Onyeka mentioned that if the Federal Government and National Assembly fail to address the workers’ demands by the deadline, organized labour will decide on resuming the nationwide strike.

“The responsibility now lies with the Federal Government and the National Assembly. Our demands are clear. They need to draft an Executive Bill for the National Assembly to pass a National Minimum Wage Act that meets our requirements. If this doesn’t happen, we have given the government a one-week notice to address the issues, which expires tomorrow. If there is no substantial response from the government, the labour unions will convene to decide our next steps,” Onyeka added.

When asked about labour’s response if the government insists on ₦62,000, he clarified, “We made it clear that we are suspending the nationwide indefinite strike. If the labour unions decide to lift the suspension, we will revert to our previous stance.”

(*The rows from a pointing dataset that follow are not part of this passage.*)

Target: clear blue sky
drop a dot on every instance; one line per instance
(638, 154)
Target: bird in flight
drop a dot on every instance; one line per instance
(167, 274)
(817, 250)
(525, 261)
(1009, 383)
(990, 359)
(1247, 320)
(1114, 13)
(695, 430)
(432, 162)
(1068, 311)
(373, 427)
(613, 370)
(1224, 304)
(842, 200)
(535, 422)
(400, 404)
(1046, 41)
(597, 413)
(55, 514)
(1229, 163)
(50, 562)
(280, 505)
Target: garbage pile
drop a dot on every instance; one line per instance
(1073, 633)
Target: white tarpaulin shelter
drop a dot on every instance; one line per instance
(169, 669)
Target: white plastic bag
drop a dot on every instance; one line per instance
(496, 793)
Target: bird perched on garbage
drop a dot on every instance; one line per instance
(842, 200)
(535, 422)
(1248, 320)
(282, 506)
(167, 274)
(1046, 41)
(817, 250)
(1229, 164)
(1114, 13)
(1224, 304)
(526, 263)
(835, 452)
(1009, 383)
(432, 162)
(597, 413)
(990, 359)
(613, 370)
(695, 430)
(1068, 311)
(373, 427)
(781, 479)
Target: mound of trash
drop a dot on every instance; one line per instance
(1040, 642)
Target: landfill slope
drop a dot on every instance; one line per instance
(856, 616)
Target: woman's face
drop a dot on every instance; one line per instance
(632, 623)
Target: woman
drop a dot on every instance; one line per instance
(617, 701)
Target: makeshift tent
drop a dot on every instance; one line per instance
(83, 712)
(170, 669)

Background on Minimum Wage Talks

After weeks of unsuccessful negotiations on a new minimum wage, the NLC and TUC, representing organized labour, initiated a nationwide strike last Monday to demand a new wage and the reversal of the electricity tariff hike.

The unions argued that the current minimum wage of ₦30,000 is inadequate to meet the needs of the average Nigerian worker, urging the government to propose a more realistic figure in line with current inflation.

However, the strike was suspended for five days after the labour leadership signed an agreement with the Federal Government to resume negotiations and determine a new minimum wage within a week.

This suspension followed a six-hour meeting between labour leaders and the National Assembly on Monday night in Abuja.

To expedite the discussions, the President instructed the Minister of Finance, Wale Edun, last Tuesday to present the cost implications of a new minimum wage within two days. President Tinubu also directed government representatives to collaborate with the organized private sector and sub-nationals to establish an affordable wage for Nigerians.

On Thursday, the finance minister, alongside the Minister of Budget and National Planning, Atiku Bagudu, presented the cost implications of a new minimum wage to the President at the Presidential Villa.

Prior to this directive, the finance minister had described the labour’s proposal as “unaffordable,” and the 36 state governors had also deemed the union’s demand unsustainable.

However, by Friday, June 7, 2024, labour and the government had not reached an agreement. While the labour unions had reduced their demand from ₦494,000 to ₦250,000, the government had only increased its offer from ₦60,000 to ₦62,000.

Both sides have submitted their reports to the President, who is expected to make a decision and send an executive bill to the National Assembly to enact a new minimum wage law.